Torn In Two
I am constantly being swarmed with emotions. I don’t think anything can prepare a person, a mother, for the feelings and thoughts that occur when you have a baby in the NICU (newborn intensive care unit). Practically immediately after leaving my body, my baby boy was taken away from me. He was taken to another room next to mine and then transferred across the building to the NICU where he was without me for a couple of hours (dad did go with). At the time, I had prepared my mind for knowing he was going to go there and go there fairly quickly. It wasn’t until I was sitting on the hospital bed by myself an hour after delivery where it hit me. Where is the baby that just came out of me? It was rather strange not being with him for the first hours of his little life.
No time feels like enough time. Everytime I have to leave his little self, my heart just aches. I know it is what is best for him, trust me I know, but that doesn’t stop the emotions. That doesn’t make me any more comfortable with other people essentially being his mother while I am gone. I am his mother. I carried him inside of me. I went through the symphisis pubis dysfunction. I went through the month long bed rest trying to keep him in one day longer everyday. Most of that time it was just me and him. He is a part of me. Being without him just feels wrong.
Had he been my first and only, I imagine the feelings of guilt would not be as bad. Then again, I guess I can’t say for sure.
Having two older kids to take care of, my obligations as their mother too, makes the guilt overwhelming.
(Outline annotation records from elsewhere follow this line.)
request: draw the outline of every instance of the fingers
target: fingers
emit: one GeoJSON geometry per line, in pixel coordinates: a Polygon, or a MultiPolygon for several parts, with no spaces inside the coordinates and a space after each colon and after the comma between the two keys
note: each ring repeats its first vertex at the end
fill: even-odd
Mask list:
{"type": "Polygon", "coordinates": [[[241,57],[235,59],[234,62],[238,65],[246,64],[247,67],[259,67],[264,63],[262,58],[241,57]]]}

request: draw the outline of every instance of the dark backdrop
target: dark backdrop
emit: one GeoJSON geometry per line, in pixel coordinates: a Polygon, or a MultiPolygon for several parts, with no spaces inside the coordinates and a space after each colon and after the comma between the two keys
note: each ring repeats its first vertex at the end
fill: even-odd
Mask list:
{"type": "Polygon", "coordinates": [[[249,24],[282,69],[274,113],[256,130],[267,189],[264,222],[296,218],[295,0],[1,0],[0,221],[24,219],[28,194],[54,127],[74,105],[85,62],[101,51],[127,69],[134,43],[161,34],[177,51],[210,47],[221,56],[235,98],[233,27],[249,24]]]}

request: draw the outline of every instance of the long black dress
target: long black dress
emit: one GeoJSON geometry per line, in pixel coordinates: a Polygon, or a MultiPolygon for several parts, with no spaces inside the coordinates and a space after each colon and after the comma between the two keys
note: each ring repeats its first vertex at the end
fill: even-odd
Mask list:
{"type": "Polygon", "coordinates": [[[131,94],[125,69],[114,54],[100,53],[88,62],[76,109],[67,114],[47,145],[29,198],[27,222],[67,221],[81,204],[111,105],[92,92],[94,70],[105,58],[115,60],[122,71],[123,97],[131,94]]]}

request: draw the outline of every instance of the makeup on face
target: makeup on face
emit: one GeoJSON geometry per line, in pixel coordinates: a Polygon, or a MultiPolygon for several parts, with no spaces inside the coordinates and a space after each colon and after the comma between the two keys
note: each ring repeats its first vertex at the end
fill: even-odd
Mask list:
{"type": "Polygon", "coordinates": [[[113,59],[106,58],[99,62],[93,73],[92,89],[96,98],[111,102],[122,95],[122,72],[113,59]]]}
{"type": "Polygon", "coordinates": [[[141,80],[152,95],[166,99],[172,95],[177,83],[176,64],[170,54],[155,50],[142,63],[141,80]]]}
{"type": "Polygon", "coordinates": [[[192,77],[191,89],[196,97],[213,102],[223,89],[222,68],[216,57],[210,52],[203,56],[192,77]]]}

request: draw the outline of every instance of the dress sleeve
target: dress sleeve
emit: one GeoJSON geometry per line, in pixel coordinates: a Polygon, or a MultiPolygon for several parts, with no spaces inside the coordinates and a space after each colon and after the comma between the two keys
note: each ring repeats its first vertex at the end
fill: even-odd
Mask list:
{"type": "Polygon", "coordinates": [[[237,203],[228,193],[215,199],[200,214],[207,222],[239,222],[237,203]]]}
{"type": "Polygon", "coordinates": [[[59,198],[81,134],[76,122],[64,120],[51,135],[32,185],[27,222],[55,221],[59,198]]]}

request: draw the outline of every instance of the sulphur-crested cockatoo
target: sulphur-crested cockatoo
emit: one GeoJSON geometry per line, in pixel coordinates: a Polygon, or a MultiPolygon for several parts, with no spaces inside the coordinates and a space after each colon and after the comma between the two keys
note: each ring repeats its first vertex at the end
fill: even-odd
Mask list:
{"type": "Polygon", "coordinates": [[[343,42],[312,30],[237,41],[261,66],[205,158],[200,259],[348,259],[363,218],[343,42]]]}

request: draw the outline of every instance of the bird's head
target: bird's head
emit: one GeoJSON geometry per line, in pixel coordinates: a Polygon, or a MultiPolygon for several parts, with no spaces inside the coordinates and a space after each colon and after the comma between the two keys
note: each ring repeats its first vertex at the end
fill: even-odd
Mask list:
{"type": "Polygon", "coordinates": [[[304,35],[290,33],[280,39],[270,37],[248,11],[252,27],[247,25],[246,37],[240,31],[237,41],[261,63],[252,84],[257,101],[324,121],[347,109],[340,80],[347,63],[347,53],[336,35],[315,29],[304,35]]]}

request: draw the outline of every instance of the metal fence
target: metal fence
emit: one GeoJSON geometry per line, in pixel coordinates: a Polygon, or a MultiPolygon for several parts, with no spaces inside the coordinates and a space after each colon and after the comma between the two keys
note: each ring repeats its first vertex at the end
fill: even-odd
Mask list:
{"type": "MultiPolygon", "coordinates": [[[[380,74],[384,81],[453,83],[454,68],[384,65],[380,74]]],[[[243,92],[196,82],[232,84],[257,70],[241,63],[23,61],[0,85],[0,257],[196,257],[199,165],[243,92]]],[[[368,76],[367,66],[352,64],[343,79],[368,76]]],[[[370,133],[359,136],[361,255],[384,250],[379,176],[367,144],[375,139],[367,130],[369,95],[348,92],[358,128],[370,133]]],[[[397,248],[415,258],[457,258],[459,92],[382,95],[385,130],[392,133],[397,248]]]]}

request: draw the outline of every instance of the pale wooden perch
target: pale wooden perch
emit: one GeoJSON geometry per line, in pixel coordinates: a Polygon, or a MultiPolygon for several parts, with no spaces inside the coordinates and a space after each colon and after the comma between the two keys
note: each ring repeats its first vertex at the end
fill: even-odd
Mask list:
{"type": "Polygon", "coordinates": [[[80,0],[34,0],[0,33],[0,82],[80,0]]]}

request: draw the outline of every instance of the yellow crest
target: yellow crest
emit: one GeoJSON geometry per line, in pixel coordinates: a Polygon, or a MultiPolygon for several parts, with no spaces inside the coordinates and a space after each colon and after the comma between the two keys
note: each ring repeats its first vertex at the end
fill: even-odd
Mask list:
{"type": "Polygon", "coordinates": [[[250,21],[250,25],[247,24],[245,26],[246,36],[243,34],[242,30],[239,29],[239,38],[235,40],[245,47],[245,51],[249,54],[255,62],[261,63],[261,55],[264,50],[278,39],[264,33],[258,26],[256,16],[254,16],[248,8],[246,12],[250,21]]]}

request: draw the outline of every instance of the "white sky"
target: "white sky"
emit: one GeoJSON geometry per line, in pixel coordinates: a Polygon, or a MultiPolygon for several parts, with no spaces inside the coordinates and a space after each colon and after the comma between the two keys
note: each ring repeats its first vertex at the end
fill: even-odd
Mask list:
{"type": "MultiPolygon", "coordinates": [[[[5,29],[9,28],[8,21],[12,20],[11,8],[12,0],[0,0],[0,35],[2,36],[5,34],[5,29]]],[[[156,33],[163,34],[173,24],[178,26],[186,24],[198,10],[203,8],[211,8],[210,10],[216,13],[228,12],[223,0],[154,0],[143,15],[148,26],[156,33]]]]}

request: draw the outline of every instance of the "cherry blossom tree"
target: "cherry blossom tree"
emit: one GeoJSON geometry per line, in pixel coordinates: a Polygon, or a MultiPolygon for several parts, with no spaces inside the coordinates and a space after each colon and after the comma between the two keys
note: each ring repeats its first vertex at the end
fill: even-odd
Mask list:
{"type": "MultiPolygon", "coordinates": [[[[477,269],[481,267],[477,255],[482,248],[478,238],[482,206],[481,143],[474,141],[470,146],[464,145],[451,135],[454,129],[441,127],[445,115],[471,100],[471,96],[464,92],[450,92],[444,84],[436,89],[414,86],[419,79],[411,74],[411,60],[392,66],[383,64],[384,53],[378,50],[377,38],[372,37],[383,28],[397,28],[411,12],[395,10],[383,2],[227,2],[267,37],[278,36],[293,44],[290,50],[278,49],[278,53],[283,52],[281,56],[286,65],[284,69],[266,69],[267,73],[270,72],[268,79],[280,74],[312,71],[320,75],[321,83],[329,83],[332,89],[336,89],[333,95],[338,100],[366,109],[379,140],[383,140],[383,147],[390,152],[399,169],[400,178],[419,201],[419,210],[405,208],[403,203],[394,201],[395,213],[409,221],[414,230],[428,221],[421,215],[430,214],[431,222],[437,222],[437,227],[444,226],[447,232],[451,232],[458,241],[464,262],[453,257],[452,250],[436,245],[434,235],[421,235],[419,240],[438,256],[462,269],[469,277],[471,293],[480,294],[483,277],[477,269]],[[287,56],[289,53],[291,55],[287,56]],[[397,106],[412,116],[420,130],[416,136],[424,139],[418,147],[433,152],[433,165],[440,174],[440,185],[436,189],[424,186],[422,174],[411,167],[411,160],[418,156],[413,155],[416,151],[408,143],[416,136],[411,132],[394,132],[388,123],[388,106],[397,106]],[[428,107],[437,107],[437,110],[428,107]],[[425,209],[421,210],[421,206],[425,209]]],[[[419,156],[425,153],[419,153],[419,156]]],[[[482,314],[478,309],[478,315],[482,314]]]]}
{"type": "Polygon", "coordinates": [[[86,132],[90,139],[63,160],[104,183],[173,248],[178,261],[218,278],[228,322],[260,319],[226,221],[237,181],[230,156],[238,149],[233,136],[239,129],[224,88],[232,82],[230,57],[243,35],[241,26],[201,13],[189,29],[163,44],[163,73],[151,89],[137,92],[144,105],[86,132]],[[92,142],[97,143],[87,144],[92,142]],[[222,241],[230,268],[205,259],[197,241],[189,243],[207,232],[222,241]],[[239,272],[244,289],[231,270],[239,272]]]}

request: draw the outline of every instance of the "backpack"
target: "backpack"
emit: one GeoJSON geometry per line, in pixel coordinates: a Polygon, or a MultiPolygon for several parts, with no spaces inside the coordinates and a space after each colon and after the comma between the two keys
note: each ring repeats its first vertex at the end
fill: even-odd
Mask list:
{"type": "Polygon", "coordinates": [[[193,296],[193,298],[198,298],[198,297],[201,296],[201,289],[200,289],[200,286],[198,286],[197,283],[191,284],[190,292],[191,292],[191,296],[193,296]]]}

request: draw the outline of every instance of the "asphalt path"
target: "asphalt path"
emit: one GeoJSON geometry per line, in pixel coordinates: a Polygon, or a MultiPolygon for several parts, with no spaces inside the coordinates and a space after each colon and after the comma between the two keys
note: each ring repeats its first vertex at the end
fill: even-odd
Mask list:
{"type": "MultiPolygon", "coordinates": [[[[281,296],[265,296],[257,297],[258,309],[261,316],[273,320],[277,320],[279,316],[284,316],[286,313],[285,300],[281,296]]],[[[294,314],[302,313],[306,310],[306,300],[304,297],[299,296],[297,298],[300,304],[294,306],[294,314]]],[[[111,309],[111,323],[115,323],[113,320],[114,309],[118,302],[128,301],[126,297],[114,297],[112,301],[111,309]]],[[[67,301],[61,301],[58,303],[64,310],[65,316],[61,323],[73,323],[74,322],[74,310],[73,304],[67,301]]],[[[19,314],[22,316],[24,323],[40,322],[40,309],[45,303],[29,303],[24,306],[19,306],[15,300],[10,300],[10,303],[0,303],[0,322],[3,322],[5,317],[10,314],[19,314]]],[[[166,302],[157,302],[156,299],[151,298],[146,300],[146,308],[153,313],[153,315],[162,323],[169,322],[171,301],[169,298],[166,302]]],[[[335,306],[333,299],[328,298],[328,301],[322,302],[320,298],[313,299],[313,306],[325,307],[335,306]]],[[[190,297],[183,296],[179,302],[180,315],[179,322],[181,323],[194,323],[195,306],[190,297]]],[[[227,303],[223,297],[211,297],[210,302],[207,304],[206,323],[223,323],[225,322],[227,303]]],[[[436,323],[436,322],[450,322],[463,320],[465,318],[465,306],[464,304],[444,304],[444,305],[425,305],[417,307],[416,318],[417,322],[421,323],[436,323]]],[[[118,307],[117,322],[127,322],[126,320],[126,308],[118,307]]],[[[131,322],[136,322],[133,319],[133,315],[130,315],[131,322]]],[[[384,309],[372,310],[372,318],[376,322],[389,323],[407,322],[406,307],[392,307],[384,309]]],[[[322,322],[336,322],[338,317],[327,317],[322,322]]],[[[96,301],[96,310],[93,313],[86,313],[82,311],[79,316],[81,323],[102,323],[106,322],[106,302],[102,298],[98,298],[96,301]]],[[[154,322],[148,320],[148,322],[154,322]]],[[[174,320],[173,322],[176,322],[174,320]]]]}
I feel like I am being torn in half. They need me. The baby needs me. I cannot be at both places at once. I feel like I can’t give myself to everyone that needs it.
I feel like I can’t even enjoy things because part of my heart is always elsewhere. I feel awful for feeling like I can’t even enjoy the time with my kids fully because it just hurts too much to be away from the baby. I often wonder if the older kids can tell.
My nights are often spent crying myself to sleep because it is just too hard. The resource people at the hospital keep asking me how I am doing, if I am depressed and things like that. Of course I am emotional, perhaps borderline depressed, but who wouldn’t be when their baby is in the hospital?
I recently had the pleasure of meeting some of the other NICU parents. Boy let me tell you the amount of gratitude, but also guilt that that brings. I, in no way shape or form want to come off as inconsiderate or like my situation is the hardest. I know it could be harder. I know because I have seen it. I know because I have heard it. I am grateful that my baby is not having problems that will warrant him to stay even longer. I am grateful that he held on and was born when he was and not sooner. I am grateful for his health. Everyday is a day closer to him coming home. Some other people do not have that, every day is unpredictable for them. I cannot imagine the feelings that go with that.
Yet here I am, still feeling like crap. Guilty and emotional. I’m holding on to every little change that brings him closer to coming home.